Peu de trains directs, billets introuvables et risques de retards… Pour Réseau Action Climat, qui a examiné les 31 liaisons aériennes les plus empruntées entre la France et l’Europe et leurs alternatives en train, le bilan est sans appel.
Voyager au sein du Vieux Continent depuis la France en privilégiant cette option plus écologique est « un cauchemar » pour les voyageurs en correspondance, dénonce le rapport de l’association, baptisé « Voyager en train en Europe, un casse-tête pour les passagers », qui liste les obstacles rencontrés.
Correspondance risquée
Dans son rapport, l’association pointe le manque de trains directs vers l’Europe. Sur les 31 liaisons analysées, seulement neuf sont desservies par un train direct et quatre sont impossibles en une journée. Et même en cas de trajet direct, l’offre reste insuffisante face à la demande. Seulement deux trains relient Paris à Barcelone par jour, note Réseau Action Climat, soit « 8 fois plus de sièges » proposées par les compagnies aériennes que par la SNCF.
Sur le reste des liaisons, dix-huit nécessitent au moins une correspondance. Une option qui n’est pas sans risque car si elle est ratée, en cas de retard du premier train par exemple, les passagers peuvent être obligés de reprendre un billet. « Une réalité qui concerne plus de 70 % des trajets étudiés », précise le rapport.
L’association Réseau Action Climat déplore aussi le manque de clarté de l’application SNCF Connect, qui ne propose pas à la vente certains billets. « Sur les dix-huit trajets avec correspondance qui cumulent plus d’un million de passagers aériens, onze ne sont jamais visibles sur l’application, six le sont en partie, et seule une l’est toujours », peut-on lire sur le rapport. De plus, les tarifs sont généralement plus chers que sur d’autres sites.

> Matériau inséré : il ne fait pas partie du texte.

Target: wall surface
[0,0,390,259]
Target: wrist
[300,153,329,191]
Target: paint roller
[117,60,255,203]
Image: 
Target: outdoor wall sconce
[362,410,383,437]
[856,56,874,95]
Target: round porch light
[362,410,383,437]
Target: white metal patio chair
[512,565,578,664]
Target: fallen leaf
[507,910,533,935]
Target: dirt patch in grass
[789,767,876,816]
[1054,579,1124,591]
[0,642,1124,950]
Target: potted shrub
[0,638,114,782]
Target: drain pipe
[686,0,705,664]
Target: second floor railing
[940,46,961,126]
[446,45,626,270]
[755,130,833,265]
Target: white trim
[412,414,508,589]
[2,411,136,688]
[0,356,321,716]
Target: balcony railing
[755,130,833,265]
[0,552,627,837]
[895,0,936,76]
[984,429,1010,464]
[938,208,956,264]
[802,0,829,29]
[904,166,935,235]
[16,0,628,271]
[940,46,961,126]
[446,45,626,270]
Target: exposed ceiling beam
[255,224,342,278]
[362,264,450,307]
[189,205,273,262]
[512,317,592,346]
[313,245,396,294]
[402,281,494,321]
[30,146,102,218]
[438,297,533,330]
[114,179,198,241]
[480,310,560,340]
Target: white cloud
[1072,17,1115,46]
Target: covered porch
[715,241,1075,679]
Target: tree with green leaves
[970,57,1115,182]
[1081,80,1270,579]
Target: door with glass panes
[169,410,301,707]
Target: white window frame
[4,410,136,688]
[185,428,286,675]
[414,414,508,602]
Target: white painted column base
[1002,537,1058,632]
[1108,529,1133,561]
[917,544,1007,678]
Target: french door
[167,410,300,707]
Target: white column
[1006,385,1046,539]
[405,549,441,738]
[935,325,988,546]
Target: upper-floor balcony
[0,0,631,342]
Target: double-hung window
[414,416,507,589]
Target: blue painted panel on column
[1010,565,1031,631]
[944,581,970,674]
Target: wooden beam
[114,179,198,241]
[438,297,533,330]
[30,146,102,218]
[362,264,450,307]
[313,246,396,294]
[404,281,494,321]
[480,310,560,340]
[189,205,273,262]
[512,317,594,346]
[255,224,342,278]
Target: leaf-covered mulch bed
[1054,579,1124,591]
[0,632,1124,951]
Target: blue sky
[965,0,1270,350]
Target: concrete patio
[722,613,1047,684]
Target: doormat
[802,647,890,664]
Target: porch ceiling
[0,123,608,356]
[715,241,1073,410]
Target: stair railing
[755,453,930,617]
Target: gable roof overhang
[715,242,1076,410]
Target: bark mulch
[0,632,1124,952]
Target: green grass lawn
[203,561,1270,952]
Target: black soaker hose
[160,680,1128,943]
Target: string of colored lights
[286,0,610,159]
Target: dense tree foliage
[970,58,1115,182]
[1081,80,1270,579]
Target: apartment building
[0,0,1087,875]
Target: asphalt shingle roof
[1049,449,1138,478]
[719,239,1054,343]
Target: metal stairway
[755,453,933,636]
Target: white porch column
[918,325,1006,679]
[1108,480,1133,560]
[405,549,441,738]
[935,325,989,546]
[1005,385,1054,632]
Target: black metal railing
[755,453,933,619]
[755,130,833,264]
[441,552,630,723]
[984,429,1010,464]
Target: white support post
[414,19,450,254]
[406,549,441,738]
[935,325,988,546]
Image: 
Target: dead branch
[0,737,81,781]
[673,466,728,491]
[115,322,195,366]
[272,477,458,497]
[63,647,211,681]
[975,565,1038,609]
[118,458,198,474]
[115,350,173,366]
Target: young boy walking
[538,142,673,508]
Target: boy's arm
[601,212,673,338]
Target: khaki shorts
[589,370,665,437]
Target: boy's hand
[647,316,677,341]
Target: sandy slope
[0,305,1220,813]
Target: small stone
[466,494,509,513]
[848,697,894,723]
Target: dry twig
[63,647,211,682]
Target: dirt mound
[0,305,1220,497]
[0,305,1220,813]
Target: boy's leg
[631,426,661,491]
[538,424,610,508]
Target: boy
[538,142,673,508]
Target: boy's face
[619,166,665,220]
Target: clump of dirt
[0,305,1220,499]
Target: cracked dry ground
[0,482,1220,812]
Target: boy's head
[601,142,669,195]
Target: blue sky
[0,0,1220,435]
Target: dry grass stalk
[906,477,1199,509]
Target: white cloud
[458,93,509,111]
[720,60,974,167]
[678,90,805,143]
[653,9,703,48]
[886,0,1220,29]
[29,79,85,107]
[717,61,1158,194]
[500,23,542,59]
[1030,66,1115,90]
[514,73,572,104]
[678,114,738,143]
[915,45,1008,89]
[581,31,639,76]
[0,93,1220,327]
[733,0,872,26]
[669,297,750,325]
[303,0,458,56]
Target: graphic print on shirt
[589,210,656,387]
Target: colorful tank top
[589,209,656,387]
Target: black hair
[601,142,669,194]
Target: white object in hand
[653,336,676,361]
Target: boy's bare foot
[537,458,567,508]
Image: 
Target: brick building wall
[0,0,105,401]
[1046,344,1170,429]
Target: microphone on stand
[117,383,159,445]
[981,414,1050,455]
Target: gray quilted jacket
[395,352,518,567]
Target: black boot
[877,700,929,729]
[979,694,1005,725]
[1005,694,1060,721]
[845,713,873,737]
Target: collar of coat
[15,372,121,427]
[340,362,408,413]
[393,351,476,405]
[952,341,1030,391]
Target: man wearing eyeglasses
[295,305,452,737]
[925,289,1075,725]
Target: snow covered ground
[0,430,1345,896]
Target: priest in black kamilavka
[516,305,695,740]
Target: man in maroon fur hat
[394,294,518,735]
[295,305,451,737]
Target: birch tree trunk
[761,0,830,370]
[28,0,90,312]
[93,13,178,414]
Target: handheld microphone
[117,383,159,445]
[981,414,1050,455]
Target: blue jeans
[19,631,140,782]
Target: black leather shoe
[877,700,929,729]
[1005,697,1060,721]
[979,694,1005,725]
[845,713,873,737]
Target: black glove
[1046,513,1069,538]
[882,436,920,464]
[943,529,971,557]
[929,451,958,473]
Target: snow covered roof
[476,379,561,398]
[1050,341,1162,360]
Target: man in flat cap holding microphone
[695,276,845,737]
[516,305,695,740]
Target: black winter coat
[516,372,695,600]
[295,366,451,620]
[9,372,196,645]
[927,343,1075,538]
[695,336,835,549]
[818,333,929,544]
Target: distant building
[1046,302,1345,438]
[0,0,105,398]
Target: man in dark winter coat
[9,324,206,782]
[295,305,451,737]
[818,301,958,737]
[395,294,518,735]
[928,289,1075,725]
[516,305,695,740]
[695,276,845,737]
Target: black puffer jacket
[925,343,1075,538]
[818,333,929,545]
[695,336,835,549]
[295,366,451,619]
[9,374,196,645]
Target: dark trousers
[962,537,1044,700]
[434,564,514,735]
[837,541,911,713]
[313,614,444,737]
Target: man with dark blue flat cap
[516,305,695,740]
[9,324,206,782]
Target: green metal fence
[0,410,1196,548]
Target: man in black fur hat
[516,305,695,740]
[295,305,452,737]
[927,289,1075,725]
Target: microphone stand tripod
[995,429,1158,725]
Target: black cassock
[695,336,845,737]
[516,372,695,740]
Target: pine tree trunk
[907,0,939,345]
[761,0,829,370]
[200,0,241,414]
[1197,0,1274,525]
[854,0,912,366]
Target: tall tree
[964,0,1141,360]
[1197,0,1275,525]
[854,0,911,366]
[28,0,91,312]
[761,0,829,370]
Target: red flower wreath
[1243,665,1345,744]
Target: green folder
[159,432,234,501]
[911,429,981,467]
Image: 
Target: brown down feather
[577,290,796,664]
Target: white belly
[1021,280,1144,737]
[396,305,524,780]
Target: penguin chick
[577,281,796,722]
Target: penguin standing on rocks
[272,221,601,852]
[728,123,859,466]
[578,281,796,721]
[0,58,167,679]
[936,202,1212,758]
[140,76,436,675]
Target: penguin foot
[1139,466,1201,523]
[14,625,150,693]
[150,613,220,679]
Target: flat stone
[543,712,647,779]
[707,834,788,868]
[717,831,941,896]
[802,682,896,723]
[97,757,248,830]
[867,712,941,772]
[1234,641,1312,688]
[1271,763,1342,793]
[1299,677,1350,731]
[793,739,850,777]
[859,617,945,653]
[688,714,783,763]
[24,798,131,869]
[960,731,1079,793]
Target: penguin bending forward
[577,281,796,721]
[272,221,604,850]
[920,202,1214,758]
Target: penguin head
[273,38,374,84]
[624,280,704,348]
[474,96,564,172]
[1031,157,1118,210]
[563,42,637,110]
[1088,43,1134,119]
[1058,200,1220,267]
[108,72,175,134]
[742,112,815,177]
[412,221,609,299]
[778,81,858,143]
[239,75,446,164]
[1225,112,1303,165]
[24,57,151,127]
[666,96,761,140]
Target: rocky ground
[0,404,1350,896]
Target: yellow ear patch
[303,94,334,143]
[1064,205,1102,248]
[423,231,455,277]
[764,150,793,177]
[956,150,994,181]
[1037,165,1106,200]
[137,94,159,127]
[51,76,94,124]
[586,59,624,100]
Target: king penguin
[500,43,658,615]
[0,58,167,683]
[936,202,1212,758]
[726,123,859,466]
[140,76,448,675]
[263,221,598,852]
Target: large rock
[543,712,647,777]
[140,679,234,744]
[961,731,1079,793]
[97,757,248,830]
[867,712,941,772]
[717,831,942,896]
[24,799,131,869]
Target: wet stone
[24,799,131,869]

« Le gouvernement français et la Commission européenne doivent mettre fin à cette situation », assure Réseau Action Climat qui en appelle aux pouvoirs publics pour obliger la SNCF Connect à distribuer les principales liaisons depuis la France vers l’Europe et étendre les droits des passagers « à toutes les liaisons ferroviaires en correspondance depuis la France ».